The car crashed into a store. COURTESY
A teacher was killed and 14 schoolchildren were injured after a car hit a crowd on a busy street in the German capital, Berlin. The group was on a school trip to Berlin from the state of Hesse. A second teacher was seriously hurt.
Police say the driver, a 29-year-old man, was arrested at the scene. Berlin Interior Affairs Minister Iris Spranger said evidence suggested the driver was a "mentally ill person running amok".
The incident occurred shortly before 10:30 (08:30 GMT) in the heart of western Berlin, on one of its busiest shopping streets. The woman who died has been identified as a schoolteacher who was on a trip with a class of teenagers from the central state of Hesse. Berlin police say she died on the spot.
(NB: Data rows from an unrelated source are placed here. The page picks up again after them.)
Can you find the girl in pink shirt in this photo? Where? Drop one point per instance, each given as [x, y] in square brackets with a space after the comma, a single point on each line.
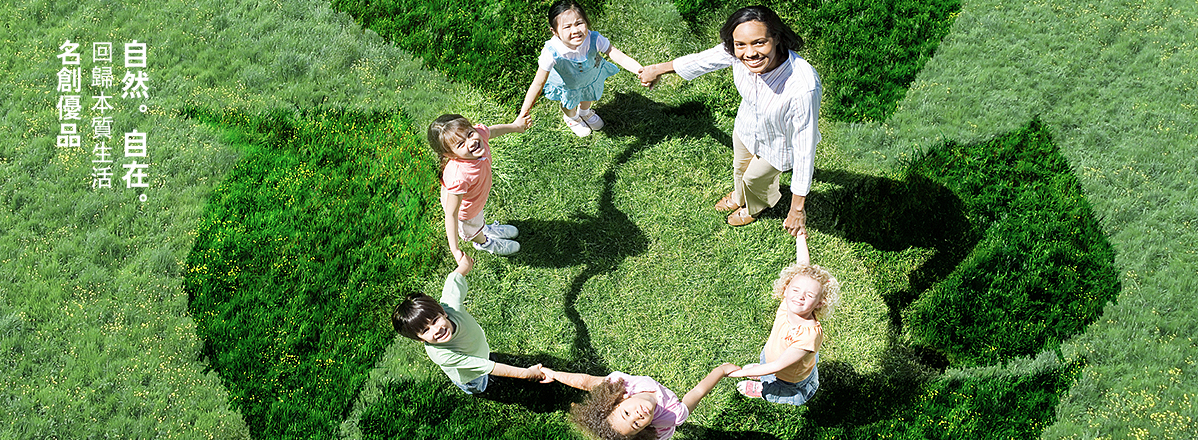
[633, 407]
[465, 155]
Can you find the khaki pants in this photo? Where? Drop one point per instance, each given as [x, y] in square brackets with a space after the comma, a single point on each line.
[755, 181]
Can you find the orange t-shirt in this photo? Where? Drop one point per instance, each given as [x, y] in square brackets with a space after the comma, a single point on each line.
[784, 335]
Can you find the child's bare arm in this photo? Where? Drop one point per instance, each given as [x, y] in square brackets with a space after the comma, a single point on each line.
[578, 380]
[706, 385]
[802, 255]
[623, 60]
[531, 373]
[649, 74]
[452, 203]
[797, 218]
[787, 359]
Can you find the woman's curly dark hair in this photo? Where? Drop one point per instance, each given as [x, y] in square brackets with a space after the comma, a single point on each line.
[592, 414]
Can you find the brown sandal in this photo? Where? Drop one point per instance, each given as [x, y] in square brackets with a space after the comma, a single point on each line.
[726, 204]
[740, 217]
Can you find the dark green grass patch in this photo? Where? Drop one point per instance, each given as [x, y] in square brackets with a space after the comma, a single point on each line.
[1018, 261]
[1042, 269]
[491, 44]
[297, 255]
[867, 52]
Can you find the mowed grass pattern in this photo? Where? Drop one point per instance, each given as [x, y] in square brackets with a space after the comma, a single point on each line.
[1002, 64]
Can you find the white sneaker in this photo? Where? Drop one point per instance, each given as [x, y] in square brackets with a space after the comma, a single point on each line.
[576, 126]
[498, 246]
[592, 119]
[496, 230]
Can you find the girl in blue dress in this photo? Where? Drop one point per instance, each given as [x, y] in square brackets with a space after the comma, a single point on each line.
[572, 68]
"There are seriously injured people among the more than a dozen injured," police spokesperson Thilo Cablitz said. Bad Arolsen Mayor Marko Lambion said a bus was on its way to pick up the children from Berlin. "We're doing everything we can to bring them home," he said at the press conference.
The driver has dual German and Armenian citizenship and lives in Berlin. Earlier reports that he had left a note in his car were denied by officials.
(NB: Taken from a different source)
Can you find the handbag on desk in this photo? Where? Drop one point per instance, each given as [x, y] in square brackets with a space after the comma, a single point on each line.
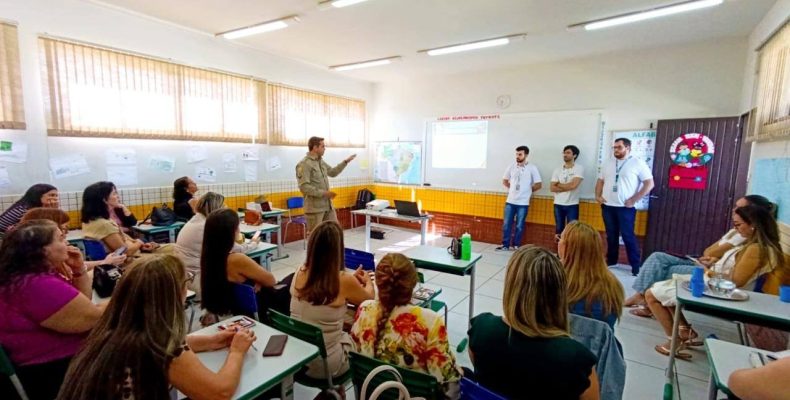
[252, 217]
[161, 216]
Witnesses described seeing a silver Renault Clio veering into a crowd of people on the pavement near Berlin's busy Kurfürstendamm shopping avenue, before driving back on to the road and crashing into a shop window.
A witness who would only be named as F Kacan said the driver had abandoned the car and had taken off running but "we were able to stop him", AFP news agency reports.
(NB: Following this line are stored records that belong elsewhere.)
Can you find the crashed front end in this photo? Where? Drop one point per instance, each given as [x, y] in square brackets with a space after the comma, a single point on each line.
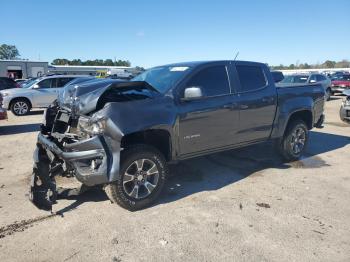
[344, 111]
[86, 146]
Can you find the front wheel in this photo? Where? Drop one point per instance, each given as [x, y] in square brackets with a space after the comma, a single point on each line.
[328, 94]
[20, 107]
[143, 174]
[294, 141]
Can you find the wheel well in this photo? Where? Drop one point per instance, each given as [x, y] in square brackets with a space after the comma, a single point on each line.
[304, 115]
[20, 98]
[157, 138]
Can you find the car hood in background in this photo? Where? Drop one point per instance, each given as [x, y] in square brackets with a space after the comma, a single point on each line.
[346, 92]
[15, 91]
[341, 82]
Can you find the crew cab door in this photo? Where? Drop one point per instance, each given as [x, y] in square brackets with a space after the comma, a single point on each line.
[57, 85]
[211, 121]
[43, 92]
[257, 101]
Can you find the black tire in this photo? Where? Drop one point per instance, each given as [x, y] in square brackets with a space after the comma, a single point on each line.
[328, 94]
[117, 191]
[286, 145]
[20, 107]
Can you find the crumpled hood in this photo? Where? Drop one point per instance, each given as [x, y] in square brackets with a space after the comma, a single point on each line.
[15, 91]
[346, 92]
[83, 98]
[341, 82]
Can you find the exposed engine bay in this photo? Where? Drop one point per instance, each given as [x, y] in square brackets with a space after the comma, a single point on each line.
[78, 138]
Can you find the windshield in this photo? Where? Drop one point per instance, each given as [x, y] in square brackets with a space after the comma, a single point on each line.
[164, 77]
[344, 78]
[29, 83]
[295, 79]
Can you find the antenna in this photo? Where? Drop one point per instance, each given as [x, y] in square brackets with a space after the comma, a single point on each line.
[236, 56]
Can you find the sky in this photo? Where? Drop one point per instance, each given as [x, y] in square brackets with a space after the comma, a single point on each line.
[151, 32]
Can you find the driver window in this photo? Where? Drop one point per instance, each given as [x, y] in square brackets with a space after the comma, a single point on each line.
[45, 83]
[312, 78]
[212, 80]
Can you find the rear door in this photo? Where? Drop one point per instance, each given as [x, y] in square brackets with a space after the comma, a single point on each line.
[212, 121]
[257, 101]
[57, 84]
[44, 95]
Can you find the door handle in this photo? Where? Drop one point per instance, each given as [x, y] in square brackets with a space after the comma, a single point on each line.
[267, 99]
[231, 106]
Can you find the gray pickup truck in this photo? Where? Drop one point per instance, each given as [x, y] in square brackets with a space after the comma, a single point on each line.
[123, 134]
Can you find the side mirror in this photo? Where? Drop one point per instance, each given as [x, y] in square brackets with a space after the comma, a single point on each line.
[277, 76]
[192, 93]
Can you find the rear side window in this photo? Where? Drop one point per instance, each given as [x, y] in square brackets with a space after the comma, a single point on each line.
[251, 77]
[320, 78]
[45, 83]
[313, 78]
[212, 80]
[60, 82]
[7, 83]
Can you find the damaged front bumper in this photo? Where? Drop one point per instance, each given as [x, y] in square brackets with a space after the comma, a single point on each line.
[92, 161]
The actor John Barrowman tweeted that he had been nearby when the incident took place and in a video posted from the scene said the car had repeatedly mounted the footpath before crashing into the storefront.
Barrowman told the BBC the car had careened through tables of people sitting outside having breakfast, before smashing into the storefront. "It was just horrific", he said. "I saw somebody being resuscitated, I saw somebody being literally thrown onto a stretcher and put into an ambulance."
Some 130 emergency workers went to the scene and a body lay in the middle of the road, covered in blankets. It happened opposite Breitscheidplatz, where 12 people were killed in a terrorist attack in 2016 when a truck was deliberately driven into a crowd of people at a Christmas market.
Berlin Mayor Franziska Giffey said it was too early to know if the area had been chosen deliberately, but she said: "It's a situation where you think, for God's sake, not again!"
After the Christmas market attack in 2016, the militant group Islamic State (IS) said it was behind the killings which had been carried out by an unsuccessful asylum seeker. He was later shot dead by police in Italy.